In the next paper, Salathe [11] sees big data as a creative solution for improving detection of drug adverse events in the future, relying on patients researching information online or reporting their postexposure symptoms in health forums, on Twitter or Facebook. Statistical mining of unstructured texts derived from these data streams could uncover associations between adverse events and specific drugs, and greatly improve the timeliness of surveillance in this area. A similar argument could be made for tracking of vaccine-related adverse events, which currently rely on passive reporting by physicians. Analysis of internet and social media data streams could complement the Food and Drug Administration's Sentinel initiative, a recent effort to identify drug-related adverse events in large e-patient individual databases. Importantly, public-generated digital data can also be mined for information on behavior and sentiments, so as to monitor vaccine hesitancy and drug uptake [12, 13]. An important challenge here is to find balance between the timeliness of social media information and the cost of unfounded alerts. Indeed, claims of adverse events can quickly and irreparably taint lifesaving drugs or vaccines in the public opinion. As with disease surveillance, building hybrid systems that integrate big-data streams with passive physician reports of adverse events will help safeguard the accuracy and specificity of the alerts.

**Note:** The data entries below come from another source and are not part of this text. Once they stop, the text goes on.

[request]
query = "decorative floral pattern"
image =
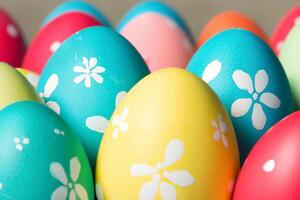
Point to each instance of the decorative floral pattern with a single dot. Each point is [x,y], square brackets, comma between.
[182,178]
[49,88]
[88,72]
[68,187]
[257,97]
[21,143]
[221,129]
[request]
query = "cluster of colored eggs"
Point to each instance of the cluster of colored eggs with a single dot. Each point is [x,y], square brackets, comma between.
[171,134]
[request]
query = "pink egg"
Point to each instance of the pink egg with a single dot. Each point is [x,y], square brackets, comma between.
[49,38]
[12,45]
[284,26]
[159,40]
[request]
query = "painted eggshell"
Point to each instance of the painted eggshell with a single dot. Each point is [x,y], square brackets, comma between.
[87,77]
[37,148]
[249,79]
[283,28]
[77,6]
[273,164]
[176,151]
[14,87]
[290,60]
[12,45]
[167,44]
[32,77]
[48,39]
[229,20]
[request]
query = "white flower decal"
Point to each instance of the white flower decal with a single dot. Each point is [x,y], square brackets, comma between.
[211,71]
[98,123]
[119,122]
[257,97]
[49,88]
[88,72]
[181,178]
[68,187]
[221,128]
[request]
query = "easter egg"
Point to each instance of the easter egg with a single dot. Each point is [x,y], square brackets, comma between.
[290,60]
[159,34]
[14,87]
[284,27]
[229,20]
[249,79]
[12,45]
[87,77]
[271,171]
[76,6]
[32,77]
[40,151]
[48,39]
[170,138]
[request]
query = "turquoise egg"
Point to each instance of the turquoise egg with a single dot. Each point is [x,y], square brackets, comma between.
[79,6]
[157,7]
[40,156]
[87,77]
[250,81]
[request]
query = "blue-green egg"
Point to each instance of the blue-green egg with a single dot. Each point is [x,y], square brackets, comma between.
[87,77]
[76,6]
[250,81]
[40,156]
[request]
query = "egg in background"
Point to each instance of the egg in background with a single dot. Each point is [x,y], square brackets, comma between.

Beyond Surveillance: Big Data for Modeling of Disease Transmission Dynamics and Control

The wealth of information promised by big data, combined with the development of new analytical and modeling tools, will help shed light on intricate details of the transmission dynamics of infectious diseases that have so far remained obscured by lack of granular data. Four articles in this issue tackle this topic.

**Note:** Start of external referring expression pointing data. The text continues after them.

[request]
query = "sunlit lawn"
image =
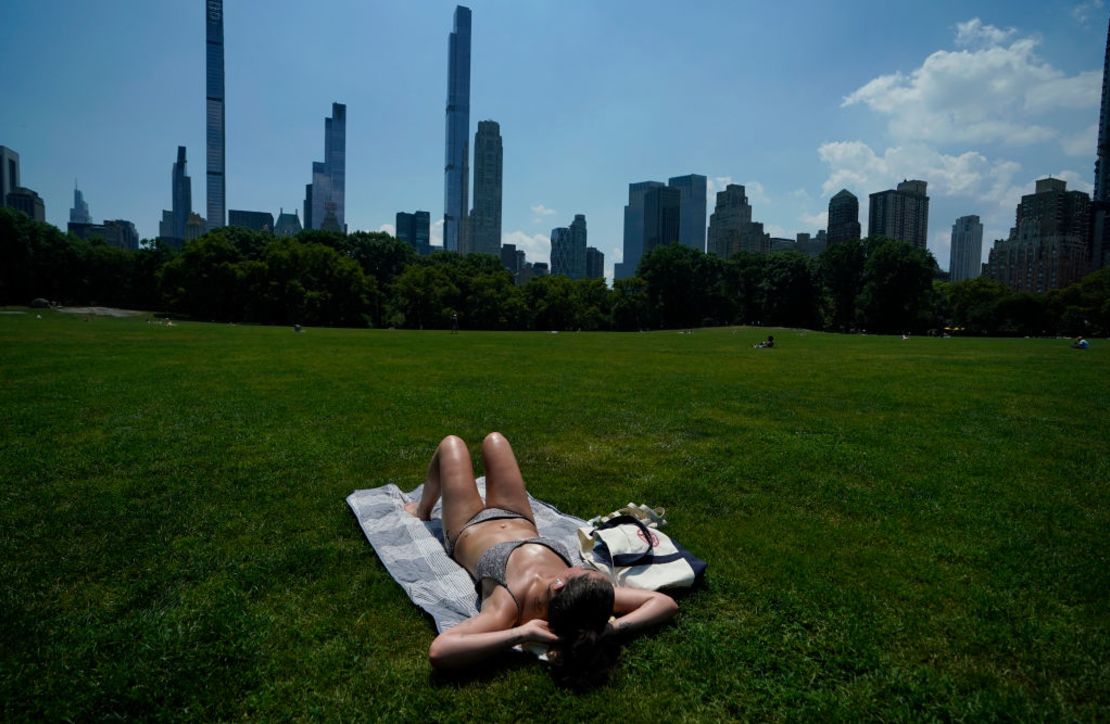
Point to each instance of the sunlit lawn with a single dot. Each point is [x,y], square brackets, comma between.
[895,530]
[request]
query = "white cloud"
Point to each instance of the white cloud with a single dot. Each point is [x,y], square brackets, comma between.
[536,247]
[1081,143]
[815,220]
[1083,11]
[756,193]
[974,32]
[540,212]
[854,164]
[1076,182]
[990,93]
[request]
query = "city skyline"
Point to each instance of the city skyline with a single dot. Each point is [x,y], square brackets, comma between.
[863,118]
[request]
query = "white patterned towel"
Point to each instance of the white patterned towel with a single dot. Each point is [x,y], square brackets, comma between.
[412,550]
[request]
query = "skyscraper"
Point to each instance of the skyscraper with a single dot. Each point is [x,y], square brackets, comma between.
[1049,244]
[1100,208]
[634,229]
[9,173]
[730,225]
[844,218]
[455,193]
[80,211]
[662,217]
[217,191]
[28,201]
[415,229]
[172,228]
[253,220]
[288,224]
[595,263]
[900,213]
[692,212]
[484,233]
[568,249]
[965,260]
[328,191]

In the first article touching on modeling, Moran et al [14] reflect on the state of the art of epidemiological modeling and judge it to be on par with that of particle physics in the 1970s. They argue that epidemic modeling of nonhealth data, such as Internet search queries, is an example of rising to the challenge of catching up this delayed development. They draw an interesting parallel between disease forecasting, which remains in its infancy, and weather forecasting, which is deemed the reference standard for real-time integration and modeling of large data streams, followed by immediate release of personalized outputs—as attested by the omnipresence of forecasts in the media, the Internet, and smartphones. Improvement in disease forecasts will require a large increase in the volume of epidemiological information available for modeling, which big data may deliver, but will also require better standardization of disease reports and case definitions across time and space. The authors also note that communication of forecast uncertainty is a challenge and typically better accomplished in meteorology than disease forecasts - everyone understands a 20% chance of rain but not a 20% chance of outbreak. Finally, although weather forecasts are ultimately driven by the inalterable laws of physics, changes in human behavior (eg, due to risk perception and media attention) can affect the dynamics of an outbreak and skew its associated digital footprints, making disease forecasts potentially more complex.

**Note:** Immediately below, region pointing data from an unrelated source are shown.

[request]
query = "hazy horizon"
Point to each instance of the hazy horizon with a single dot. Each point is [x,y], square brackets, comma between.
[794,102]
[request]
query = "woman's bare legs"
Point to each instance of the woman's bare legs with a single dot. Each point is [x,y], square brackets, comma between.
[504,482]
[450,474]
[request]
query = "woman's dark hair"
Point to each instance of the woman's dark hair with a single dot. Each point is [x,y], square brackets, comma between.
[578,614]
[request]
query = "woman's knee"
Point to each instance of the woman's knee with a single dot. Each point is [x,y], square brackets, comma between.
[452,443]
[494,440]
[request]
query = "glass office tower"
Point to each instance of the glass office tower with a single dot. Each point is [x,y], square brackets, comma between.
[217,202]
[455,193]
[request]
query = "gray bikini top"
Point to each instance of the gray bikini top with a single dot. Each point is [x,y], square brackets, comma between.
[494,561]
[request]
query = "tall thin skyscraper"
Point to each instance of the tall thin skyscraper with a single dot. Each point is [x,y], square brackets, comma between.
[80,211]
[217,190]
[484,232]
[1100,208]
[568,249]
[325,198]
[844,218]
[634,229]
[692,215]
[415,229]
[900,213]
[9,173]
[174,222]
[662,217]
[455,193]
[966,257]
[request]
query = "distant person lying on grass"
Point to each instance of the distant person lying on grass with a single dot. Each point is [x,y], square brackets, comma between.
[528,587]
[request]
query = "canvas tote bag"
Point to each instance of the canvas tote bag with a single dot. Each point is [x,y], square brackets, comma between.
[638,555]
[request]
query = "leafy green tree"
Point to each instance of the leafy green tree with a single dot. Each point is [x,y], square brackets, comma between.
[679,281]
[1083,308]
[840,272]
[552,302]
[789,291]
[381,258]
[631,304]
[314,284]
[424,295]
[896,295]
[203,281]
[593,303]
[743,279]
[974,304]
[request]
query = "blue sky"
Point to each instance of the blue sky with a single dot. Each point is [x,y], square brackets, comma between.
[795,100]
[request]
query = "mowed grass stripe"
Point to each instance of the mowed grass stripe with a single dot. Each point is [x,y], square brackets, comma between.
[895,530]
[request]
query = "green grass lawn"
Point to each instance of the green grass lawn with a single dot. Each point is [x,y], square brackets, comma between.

Next, Lee et al [15] review the technical, practical, and ethical challenges of using big data to understand the spatial distribution and transmission of infectious diseases. The heterogeneity of data sets and data types particular to this field makes integration of different data streams obtained at different spatial scales technically challenging; greater use of multilevel Bayesian statistical approaches would help alleviate this issue. The authors also stress a conceptual chasm between classic epidemiology and the world of big data, related to the notion of sampling. Indeed, there is a lack of effort to conduct proper sampling and address issues of representativeness and coverage in big data, in contrast to the long history of developing sampling theories centered on formulation of well-specified hypotheses in classic epidemiology. Finally there are privacy issues associated with analysis of ever more detailed spatial data. Creative solutions include simulation of synthetic data sets reproducing the key epidemiological features identified in big data, while ensuring confidentiality of individual cases.

In the next article, Wesolowski et al [16] see great potential in global positioning system information gleaned from cell-phone data and satellite imagery to inform population movements and network interactions, which drive the dissemination of epidemic diseases. They note that cell-phone usage remains heterogeneous in developing countries but is rapidly increasing. Notable biases in cell-phone data include, call frequency, tower density, ownership, and coverage, which is typically affected by socioeconomic status, age, and urban/rural residence. Some level of data aggregation can generally solve these biases, although identifying the right scale appropriate for disease transmission remains an issue. Research directly connecting cell-phone movements and disease data is in its early phase, but 2 successful examples are worth noting, both set in Kenya. These include studies of how population movements can help dissect the source-sink spatial dynamics of malaria and how seasonal fluctuations in travel drive rubella epidemics. Looking to the future, cell-phone data will probably be more useful for modeling invasion waves of new pathogens rather than well-established pathogens, and further research should focus on careful cross-pathogen comparisons.

Next, Chowell et al [17] propose using Internet news reports and health bulletins to compile information on clusters of patients, and infer transmission trees and reproduction numbers, using lessons drawn from work on Middle East respiratory syndrome and Ebola virus outbreaks. Sourcing news media data can yield rapid and accurate assessment of transmission chains, which is crucial in the absence of detailed surveillance data, as was the case for much of the 2014 Ebola epidemic. Although Chowell et al used a manual approach to search, identify, extract, and model relevant information, they point out that this approach could be expanded with automatic scans of all Internet news and development of language processing tools to identify sequential transmission events. This approach, based on methods developed by HealthMap [10] and other Internet-based surveillance resources, could provide a particularly productive avenue for surveillance in low- and middle-income countries, where detailed transmission studies are scarce, and in infectious disease crises settings when time is of the essence.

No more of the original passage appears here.